And so, in choosing your clergyman, other things being equal, prefer the one of a wholesome and cheerful habit of mind and body. If you can get along with people who carry a certificate in their faces that their goodness is so great as to make them very miserable, your children cannot. And whatever offends one of these little ones cannot be right in the eyes of Him who loved them so well.

After all, as you are a gentleman or a lady, you will probably select gentlemen for your bodily and spiritual advisers, and then all will be right.

This repetition of the above words,—gentleman and lady,—which could not be conveniently avoided, reminds me how much use is made of them by those who ought to know what they mean. Thus, at a marriage ceremony, once, of two very excellent persons who had been at service, instead of, Do you take this man, etc.? and, Do you take this woman? how do you think the officiating clergyman put the questions? It was, Do you, MISS So and So, take this GENTLEMAN? and, Do you, MR. This or That, take this LADY?! What would any English duchess, ay, or the Queen of England herself, have thought, if the Archbishop of Canterbury had called her and her bridegroom anything but plain woman and man at such a time?

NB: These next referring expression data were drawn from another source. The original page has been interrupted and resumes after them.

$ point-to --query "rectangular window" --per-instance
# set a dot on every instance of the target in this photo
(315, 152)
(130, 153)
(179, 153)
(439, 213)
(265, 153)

I don't doubt the Poor Relation thought it was all very fine, if she happened to have been in the church; but if the worthy man who uttered these monstrous words—monstrous in such a connection—had known the ludicrous surprise, the convulsion of inward disgust and contempt, that seized upon many of the persons who were present,—had guessed what a sudden flash of light it threw on the Dutch gilding, the pinchbeck, the shabby, perking pretension belonging to certain social layers,—so inherent in their whole mode of being, that the holiest offices of religion cannot exclude its impertinences,—the good man would have given his marriage-fee twice over to recall that superb and full-blown vulgarism. Any persons whom it could please have no better notion of what the words referred to signify than of the meaning of apsides and asymptotes.

MAN! Sir! WOMAN! Sir! Gentility is a fine thing, not to be undervalued, as I have been trying to explain; but humanity comes before that.

"When Adam delved and Eve span,
Where was then the gentleman?"

The beauty of that plainness of speech and manners which comes from the finest training is not to be understood by those whose habitat is below a certain level. Just as the exquisite sea-anemones and all the graceful ocean-flowers die out at some fathoms below the surface, the elegances and suavities of life die out one by one as we sink through the social scale. Fortunately, the virtues are more tenacious of life, and last pretty well until we get down to the mud of absolute pauperism, where they do not flourish greatly.

—I had almost forgotten about our boarders. As the Model of all the Virtues is about to leave us, I find myself wondering what is the reason we are not all very sorry. Surely we all like good persons. She is a good person. Therefore we like her.—Only we don't.

This brief syllogism, and its briefer negative, involving the principle which some English conveyancer borrowed from a French wit and embodied in the lines by which Dr. Fell is made unamiably immortal,—this syllogism, I say, is one that most persons have had occasion to construct and demolish, respecting somebody or other, as I have done for the Model. "Pious and painefull." Why has that excellent old phrase gone out of use? Simply because these good painefull or painstaking persons proved to be such nuisances in the long run, that the word "painefull" came, before people thought of it, to mean paingiving instead of painstaking.

—So, the old fellah's off to-morrah,—said the young man John.